Bacteria and Depression

Bacteria cause disease. The idea that they might also prevent disease is counterintuitive. Yet that is the hypothesis Chris Lowry, of Bristol University, and his colleagues are putting forward in Neuroscience. They think a particular sort of bacterium might alleviate clinical depression.

The chance observation that Dr Lowry followed up to arrive at this conclusion was made by Mary O'Brien, an oncologist at the Royal Marsden Hospital in London.
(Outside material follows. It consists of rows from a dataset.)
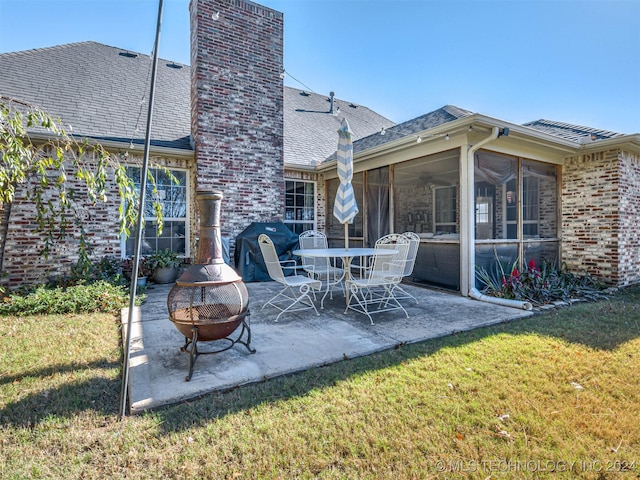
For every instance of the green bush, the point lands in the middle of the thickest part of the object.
(537, 284)
(100, 296)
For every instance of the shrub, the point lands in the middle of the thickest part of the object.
(538, 285)
(100, 296)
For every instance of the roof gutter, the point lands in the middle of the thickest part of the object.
(116, 145)
(469, 245)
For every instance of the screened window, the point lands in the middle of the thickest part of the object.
(173, 199)
(300, 214)
(445, 211)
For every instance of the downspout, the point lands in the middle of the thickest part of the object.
(470, 244)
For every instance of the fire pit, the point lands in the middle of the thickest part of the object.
(210, 301)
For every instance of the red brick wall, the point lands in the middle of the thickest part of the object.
(22, 263)
(237, 108)
(600, 216)
(629, 218)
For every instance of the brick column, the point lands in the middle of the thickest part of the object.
(237, 108)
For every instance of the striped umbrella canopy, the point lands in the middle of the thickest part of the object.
(345, 207)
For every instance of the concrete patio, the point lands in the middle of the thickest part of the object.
(299, 341)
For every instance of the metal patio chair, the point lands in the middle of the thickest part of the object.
(320, 268)
(414, 244)
(287, 300)
(373, 292)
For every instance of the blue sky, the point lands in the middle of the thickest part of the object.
(518, 60)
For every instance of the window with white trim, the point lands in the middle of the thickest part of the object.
(445, 209)
(173, 198)
(300, 210)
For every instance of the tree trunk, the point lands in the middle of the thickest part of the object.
(5, 214)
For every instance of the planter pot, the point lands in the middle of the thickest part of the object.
(165, 275)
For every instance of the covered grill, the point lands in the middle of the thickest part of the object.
(210, 301)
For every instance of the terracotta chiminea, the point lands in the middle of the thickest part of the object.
(209, 301)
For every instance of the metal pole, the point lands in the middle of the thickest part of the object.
(143, 189)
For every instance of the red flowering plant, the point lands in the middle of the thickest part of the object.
(536, 284)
Dr O'Brien was trying out an experimental treatment for lung cancer that involved inoculating patients with Mycobacterium vaccae. This is a harmless relative of the bugs that cause tuberculosis and leprosy that had, in this case, been rendered even more harmless by killing it. When Dr O'Brien gave the inoculation, she observed not only fewer symptoms of the cancer, but also an improvement in her patients' emotional health, vitality and general cognitive function.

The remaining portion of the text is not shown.